There are only two obvious downsides to Always On AG replication. First, it does not replicate all your SQL Server databases to the other nodes in your SQL Server cluster. System databases holding jobs, passwords, and other data stores are not replicated, which could present you with problems if the circumstances that led to failover are sustained and you cannot fail back to the original configuration in minimal time. You can run without these databases for some period of time, but eventually you will want to have them in your production environment.
The other downside to Always On AG replication is that it requires the deployment of SQL Server Enterprise Edition 2012 or later. If your applications do not require SQL Server Enterprise Edition or if they have been tuned for a version of SQL Server earlier than 2012, opting to use the Always On AG feature to provide the data replication services required for HA/DR is going to force you to pay for an expensive SQL Server Enterprise license your applications don’t otherwise demand.
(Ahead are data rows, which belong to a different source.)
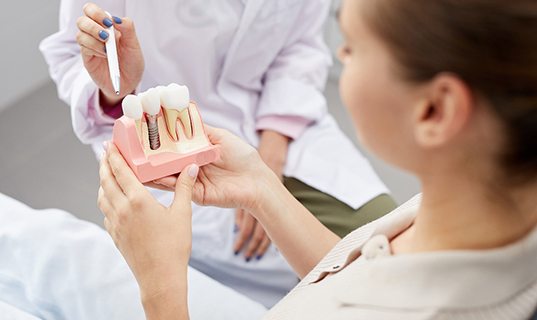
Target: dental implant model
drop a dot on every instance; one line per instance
(151, 105)
(161, 133)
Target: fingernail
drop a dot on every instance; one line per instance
(107, 22)
(193, 170)
(103, 34)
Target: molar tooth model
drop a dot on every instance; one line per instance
(158, 142)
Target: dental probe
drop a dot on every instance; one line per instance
(111, 55)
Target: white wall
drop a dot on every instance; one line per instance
(23, 24)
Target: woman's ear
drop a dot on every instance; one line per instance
(445, 111)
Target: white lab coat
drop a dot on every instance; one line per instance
(271, 62)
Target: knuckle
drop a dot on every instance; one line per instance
(259, 237)
(79, 21)
(135, 200)
(89, 8)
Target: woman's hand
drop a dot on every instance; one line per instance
(155, 240)
(239, 179)
(251, 236)
(92, 36)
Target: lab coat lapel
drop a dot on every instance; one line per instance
(251, 10)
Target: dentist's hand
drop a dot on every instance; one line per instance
(92, 36)
(155, 240)
(239, 179)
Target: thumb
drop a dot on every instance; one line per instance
(184, 185)
(128, 33)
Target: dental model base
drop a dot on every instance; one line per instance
(161, 133)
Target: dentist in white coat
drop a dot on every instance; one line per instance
(257, 68)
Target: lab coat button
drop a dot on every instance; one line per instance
(377, 246)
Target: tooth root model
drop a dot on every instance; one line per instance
(175, 99)
(145, 144)
(151, 106)
(132, 108)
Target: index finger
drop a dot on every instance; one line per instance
(125, 178)
(95, 13)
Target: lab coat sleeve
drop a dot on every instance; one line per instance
(294, 83)
(74, 84)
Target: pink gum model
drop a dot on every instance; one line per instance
(172, 156)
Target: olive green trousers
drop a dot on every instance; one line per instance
(334, 214)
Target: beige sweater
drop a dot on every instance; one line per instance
(360, 279)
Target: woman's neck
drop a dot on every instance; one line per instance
(459, 213)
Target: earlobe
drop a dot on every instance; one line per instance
(442, 116)
(425, 127)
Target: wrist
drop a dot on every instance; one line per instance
(157, 285)
(269, 190)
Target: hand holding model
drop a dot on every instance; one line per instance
(92, 36)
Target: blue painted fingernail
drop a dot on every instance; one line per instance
(107, 22)
(103, 34)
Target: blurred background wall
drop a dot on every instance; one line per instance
(41, 161)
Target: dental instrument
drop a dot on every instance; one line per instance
(113, 61)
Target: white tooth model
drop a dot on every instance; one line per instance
(153, 151)
(151, 105)
(132, 108)
(175, 99)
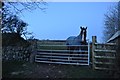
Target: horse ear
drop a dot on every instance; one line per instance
(80, 27)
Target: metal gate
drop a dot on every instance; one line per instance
(60, 55)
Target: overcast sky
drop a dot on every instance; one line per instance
(63, 19)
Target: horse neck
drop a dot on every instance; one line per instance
(84, 41)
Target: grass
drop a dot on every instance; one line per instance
(41, 70)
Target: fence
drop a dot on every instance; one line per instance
(59, 54)
(15, 53)
(103, 55)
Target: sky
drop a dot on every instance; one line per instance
(63, 19)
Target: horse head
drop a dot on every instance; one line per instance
(83, 35)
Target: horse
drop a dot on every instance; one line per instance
(77, 40)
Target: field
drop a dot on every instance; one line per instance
(21, 69)
(15, 69)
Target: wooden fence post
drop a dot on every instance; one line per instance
(94, 40)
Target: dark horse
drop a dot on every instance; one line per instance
(77, 40)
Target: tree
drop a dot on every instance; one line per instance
(11, 22)
(17, 7)
(111, 22)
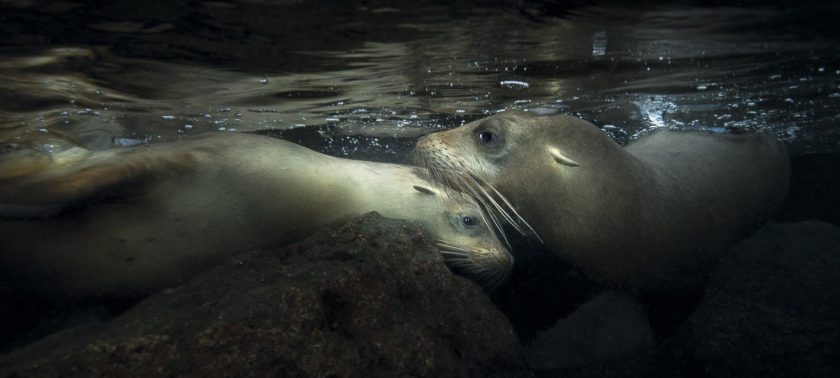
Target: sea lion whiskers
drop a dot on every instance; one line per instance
(456, 177)
(465, 262)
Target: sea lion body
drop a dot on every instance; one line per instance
(150, 217)
(646, 216)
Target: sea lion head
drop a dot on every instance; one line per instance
(466, 237)
(467, 159)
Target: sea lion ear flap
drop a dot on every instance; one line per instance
(560, 158)
(424, 190)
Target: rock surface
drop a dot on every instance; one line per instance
(773, 307)
(610, 325)
(371, 298)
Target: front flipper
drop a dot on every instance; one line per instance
(40, 185)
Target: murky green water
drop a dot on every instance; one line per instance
(358, 80)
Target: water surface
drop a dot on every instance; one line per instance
(364, 81)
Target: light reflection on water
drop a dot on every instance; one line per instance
(403, 74)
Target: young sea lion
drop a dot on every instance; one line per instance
(149, 217)
(642, 216)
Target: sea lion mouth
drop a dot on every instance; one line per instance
(486, 268)
(452, 172)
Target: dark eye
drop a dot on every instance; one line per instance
(488, 138)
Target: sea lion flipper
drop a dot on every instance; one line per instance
(424, 190)
(102, 175)
(560, 158)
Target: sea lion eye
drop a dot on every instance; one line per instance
(488, 138)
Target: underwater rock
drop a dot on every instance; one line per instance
(370, 298)
(814, 188)
(610, 325)
(773, 307)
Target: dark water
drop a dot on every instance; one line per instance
(358, 79)
(364, 79)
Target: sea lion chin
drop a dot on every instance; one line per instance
(645, 216)
(149, 217)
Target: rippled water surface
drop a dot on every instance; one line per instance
(361, 79)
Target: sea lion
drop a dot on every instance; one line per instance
(642, 216)
(149, 217)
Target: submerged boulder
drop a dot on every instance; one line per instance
(773, 307)
(370, 298)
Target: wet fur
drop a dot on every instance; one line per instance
(150, 217)
(653, 215)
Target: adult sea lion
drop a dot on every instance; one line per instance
(149, 217)
(643, 216)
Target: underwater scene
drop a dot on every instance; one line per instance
(419, 188)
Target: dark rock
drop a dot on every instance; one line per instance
(814, 184)
(610, 325)
(773, 307)
(371, 298)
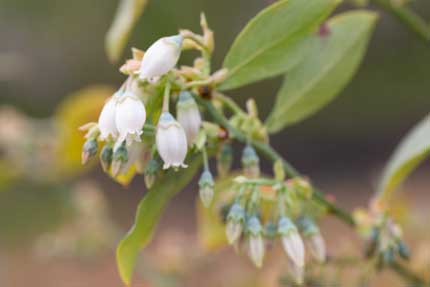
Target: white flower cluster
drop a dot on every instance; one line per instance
(123, 116)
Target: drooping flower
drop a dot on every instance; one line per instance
(130, 116)
(206, 188)
(160, 57)
(107, 125)
(291, 241)
(89, 150)
(189, 116)
(171, 141)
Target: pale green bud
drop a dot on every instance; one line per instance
(106, 156)
(150, 173)
(235, 220)
(206, 188)
(250, 162)
(89, 150)
(225, 159)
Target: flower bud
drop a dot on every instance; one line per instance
(291, 241)
(150, 173)
(189, 116)
(235, 220)
(225, 159)
(106, 156)
(206, 188)
(256, 242)
(130, 117)
(171, 141)
(89, 150)
(120, 157)
(297, 272)
(160, 57)
(250, 162)
(107, 125)
(314, 240)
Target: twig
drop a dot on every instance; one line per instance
(409, 18)
(268, 152)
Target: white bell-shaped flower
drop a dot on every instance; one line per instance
(160, 57)
(130, 117)
(107, 124)
(189, 116)
(171, 141)
(291, 241)
(294, 247)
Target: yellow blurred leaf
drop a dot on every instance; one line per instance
(126, 16)
(76, 110)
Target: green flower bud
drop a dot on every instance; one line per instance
(106, 156)
(250, 162)
(256, 241)
(89, 150)
(120, 156)
(225, 159)
(206, 188)
(235, 220)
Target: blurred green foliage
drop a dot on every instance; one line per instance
(60, 47)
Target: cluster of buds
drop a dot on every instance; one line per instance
(123, 124)
(384, 236)
(386, 242)
(246, 221)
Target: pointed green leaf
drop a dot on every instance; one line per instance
(147, 216)
(412, 150)
(126, 16)
(273, 41)
(329, 66)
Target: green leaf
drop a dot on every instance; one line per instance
(412, 150)
(274, 40)
(328, 67)
(126, 16)
(147, 216)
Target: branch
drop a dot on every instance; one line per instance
(268, 152)
(409, 18)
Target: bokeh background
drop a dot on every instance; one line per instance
(50, 50)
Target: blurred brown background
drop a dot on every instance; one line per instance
(51, 48)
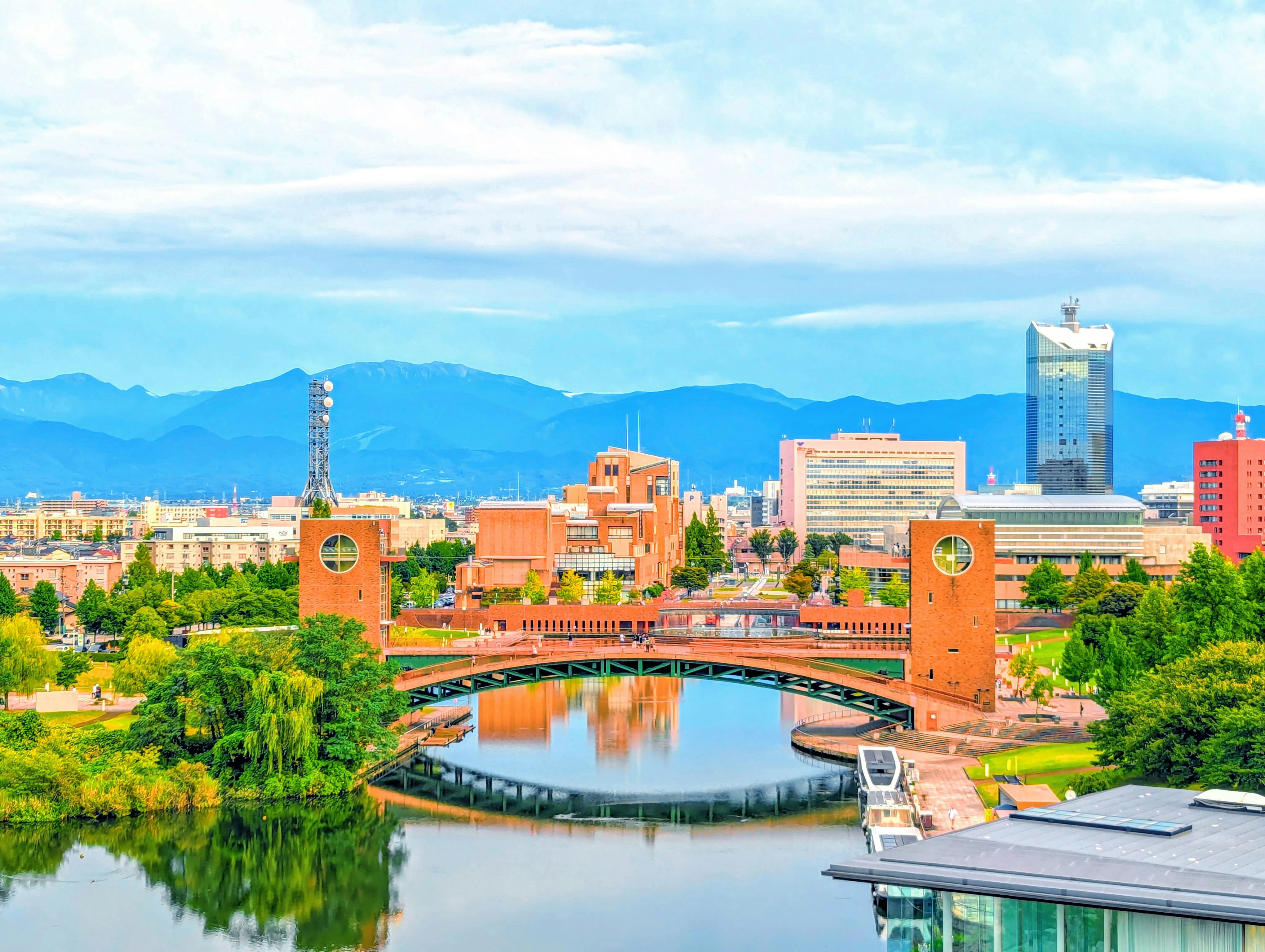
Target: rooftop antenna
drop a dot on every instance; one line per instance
(319, 404)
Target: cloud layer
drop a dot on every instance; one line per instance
(883, 162)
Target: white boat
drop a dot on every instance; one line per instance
(877, 769)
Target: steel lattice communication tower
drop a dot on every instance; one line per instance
(319, 404)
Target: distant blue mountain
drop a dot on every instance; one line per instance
(437, 428)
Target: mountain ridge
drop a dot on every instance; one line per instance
(442, 428)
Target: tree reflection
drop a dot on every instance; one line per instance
(317, 874)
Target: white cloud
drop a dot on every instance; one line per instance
(140, 127)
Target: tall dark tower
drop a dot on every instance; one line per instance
(1071, 426)
(319, 404)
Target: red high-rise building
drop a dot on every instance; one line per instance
(1230, 490)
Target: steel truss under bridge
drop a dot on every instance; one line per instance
(734, 673)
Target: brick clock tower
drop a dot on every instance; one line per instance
(953, 609)
(342, 571)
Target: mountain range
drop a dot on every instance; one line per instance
(442, 429)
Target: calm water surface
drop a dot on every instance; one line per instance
(364, 874)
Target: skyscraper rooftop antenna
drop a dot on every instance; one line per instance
(319, 404)
(1069, 314)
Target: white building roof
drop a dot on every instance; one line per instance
(1097, 338)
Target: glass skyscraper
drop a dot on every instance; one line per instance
(1069, 406)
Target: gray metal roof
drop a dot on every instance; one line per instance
(1214, 871)
(1078, 502)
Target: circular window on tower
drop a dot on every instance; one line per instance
(952, 556)
(340, 553)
SQL Server Standard Edition offers a Basic AG option, but a Basic AG can support only two nodes in a cluster (and a single SQL database per AG). It’s not a viable replication solution if you are building a business continuity solution designed for HA and DR because you’ll need at least two SQL Server cluster nodes in one region for HA and at least one more in a separate region for DR.
An alternative to either AG replication solution involves configuring your HA/DR infrastructure as a SANLess failover cluster. Here, you would license a third-party SANless clustering tool, which provides block-level data replication among all the nodes in your failover cluster. Like the AG approach, a SANLess cluster performs synchronous data replication between all the nodes within a region (and asynchronous replication to the DR nodes outside the region).
Unlike the AG approach, however, the SANLess cluster approach replicates all SQL Server databases. There is also no limit to the number of SQL databases you can synchronize among nodes, nor a limit on the number of nodes you can synchronize (as in the Basic AG offering). Moreover, a SANless cluster can be configured with any edition of SQL Server—even SQL Server Standard Edition back to 2008. If you don’t otherwise need SQL Server Enterprise licenses, taking the SANLess cluster approach can save you a significant amount of money when configuring for HA and DR—without in any way compromising your ability to meet the business continuity needs of your organization.